Nine months in, you find a travel bag you never unpacked from her stay at Presbyterian. Inside are two unopened Burt's Bees chapsticks, an orange prescription bottle, Dove deodorant and an eye mask (when the fuck did she start sleeping with an eye mask?) You can't bring yourself to get rid of it, mostly because you have a feeling it's illegal to toss 15 milliliters of Caphosol to the curb all willy nilly.

A small part of you keeps it just to keep it.

You tuck it away in the bottom drawer of your Ikea nightstand that won't. fucking. stay. together. (#NoDisrespectToIkea but, in times of grief, the smallest inconveniences have a habit of feeling like the end of the world. Most days, though, you're just thankful to have furniture at all.)

Ten months in, time starts to blur. You start to forget what it was like when she was around, if only for a second. The next thing you know you're eleven and a half months in and seeing her favorite singer perform live from the Great Lawn at Central Park. You sob gracefully (you've mastered this) as girls around you in cut-offs and maxi skirts frolicking in circles to Carrie Underwood's 40-minute, very pregnant set at Global Citizen Festival. You pray for the love of God she doesn't sing "Jesus Take The Wheel" even though you know damn well she's going to.

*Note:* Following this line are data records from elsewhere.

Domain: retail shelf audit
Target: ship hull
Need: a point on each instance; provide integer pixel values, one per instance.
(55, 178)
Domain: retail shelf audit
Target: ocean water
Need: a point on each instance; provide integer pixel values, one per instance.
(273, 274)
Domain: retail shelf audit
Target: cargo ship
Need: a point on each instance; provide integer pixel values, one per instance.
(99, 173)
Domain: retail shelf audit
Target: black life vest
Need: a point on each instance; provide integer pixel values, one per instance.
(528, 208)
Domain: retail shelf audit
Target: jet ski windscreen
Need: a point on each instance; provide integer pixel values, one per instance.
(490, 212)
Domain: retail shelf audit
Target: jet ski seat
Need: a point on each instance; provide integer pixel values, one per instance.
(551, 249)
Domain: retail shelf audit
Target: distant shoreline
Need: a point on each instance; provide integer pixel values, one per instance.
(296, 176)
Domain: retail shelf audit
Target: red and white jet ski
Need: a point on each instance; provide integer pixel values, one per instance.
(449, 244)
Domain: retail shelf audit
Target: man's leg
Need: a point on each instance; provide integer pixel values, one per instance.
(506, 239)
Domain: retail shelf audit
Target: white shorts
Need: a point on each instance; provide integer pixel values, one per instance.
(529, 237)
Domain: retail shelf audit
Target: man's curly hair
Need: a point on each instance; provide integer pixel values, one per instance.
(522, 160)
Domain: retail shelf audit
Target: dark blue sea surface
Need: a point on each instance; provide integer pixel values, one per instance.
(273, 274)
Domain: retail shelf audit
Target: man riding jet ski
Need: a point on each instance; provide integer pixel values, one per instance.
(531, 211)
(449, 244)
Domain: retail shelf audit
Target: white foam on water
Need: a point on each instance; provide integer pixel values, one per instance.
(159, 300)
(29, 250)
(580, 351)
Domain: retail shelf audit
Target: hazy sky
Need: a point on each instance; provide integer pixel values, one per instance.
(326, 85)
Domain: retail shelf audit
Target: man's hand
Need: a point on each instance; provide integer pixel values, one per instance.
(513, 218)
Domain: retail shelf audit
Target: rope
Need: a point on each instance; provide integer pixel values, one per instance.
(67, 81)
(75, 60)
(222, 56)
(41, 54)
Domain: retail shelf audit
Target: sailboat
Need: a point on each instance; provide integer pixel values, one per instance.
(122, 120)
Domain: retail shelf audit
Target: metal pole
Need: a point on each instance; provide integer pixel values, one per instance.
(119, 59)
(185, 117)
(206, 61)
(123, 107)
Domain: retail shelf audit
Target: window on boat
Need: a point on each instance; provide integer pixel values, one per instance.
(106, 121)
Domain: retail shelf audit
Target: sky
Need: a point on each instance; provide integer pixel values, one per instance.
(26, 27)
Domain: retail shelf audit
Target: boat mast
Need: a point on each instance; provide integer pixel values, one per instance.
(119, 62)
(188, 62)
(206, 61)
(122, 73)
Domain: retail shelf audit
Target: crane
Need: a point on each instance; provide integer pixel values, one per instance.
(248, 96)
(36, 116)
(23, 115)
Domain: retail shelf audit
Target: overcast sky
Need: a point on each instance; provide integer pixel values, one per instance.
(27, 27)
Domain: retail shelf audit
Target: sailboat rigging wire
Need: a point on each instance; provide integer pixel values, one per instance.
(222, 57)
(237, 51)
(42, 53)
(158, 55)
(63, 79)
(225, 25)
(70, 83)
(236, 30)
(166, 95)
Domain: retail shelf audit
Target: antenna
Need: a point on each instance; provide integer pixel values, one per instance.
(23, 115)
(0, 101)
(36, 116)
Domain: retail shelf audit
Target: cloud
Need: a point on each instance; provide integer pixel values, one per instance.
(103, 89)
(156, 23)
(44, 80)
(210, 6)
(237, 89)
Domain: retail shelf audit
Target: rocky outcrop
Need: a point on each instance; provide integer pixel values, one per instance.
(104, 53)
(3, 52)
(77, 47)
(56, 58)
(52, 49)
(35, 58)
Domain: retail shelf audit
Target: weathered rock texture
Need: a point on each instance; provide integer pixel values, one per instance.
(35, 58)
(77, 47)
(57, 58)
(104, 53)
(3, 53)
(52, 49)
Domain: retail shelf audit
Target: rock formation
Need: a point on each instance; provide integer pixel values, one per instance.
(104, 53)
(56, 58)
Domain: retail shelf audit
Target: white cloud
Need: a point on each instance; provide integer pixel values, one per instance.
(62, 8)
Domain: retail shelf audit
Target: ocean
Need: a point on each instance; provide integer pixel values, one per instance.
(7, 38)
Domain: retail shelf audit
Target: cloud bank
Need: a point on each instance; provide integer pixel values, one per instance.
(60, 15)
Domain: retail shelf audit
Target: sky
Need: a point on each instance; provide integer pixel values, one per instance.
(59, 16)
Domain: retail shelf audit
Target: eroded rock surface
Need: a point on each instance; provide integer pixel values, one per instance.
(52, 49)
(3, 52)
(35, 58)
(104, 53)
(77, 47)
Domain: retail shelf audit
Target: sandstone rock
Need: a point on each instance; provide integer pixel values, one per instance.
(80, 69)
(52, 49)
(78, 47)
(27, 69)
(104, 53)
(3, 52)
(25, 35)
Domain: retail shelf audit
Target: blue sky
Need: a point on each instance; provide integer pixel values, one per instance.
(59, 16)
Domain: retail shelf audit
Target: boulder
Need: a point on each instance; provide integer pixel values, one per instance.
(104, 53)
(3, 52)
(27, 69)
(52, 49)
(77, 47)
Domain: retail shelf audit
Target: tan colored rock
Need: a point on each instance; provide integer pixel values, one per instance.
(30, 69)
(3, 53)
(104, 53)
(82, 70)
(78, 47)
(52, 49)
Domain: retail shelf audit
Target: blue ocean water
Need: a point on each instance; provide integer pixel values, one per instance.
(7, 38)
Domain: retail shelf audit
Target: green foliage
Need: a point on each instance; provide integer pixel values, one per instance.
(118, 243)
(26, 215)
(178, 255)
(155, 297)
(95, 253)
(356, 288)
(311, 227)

She damn well does and you damn well lose your shit.

You go home and watch "Dancing With the Stars" over a Marie Callender's chicken pot pie because, even at 23, you can feel yourself turning into her.

Twelve months in and you accept that the month she died will always be the hardest. It's been 364 days since you held her hand and pulled the plug, but you still can't bear to listen to old voicemails, afraid of what her voice on tape might do to you (even though you've heard her laugh every day since she died). Sometimes you can hear her say funny things like "fuck you," and "jackass" (emphasis on the "JACK").

Most of all, you hear "Got me." Her response whenever you would say you loved her more.

One year in, everything still reminds you of her, and that's okay with you.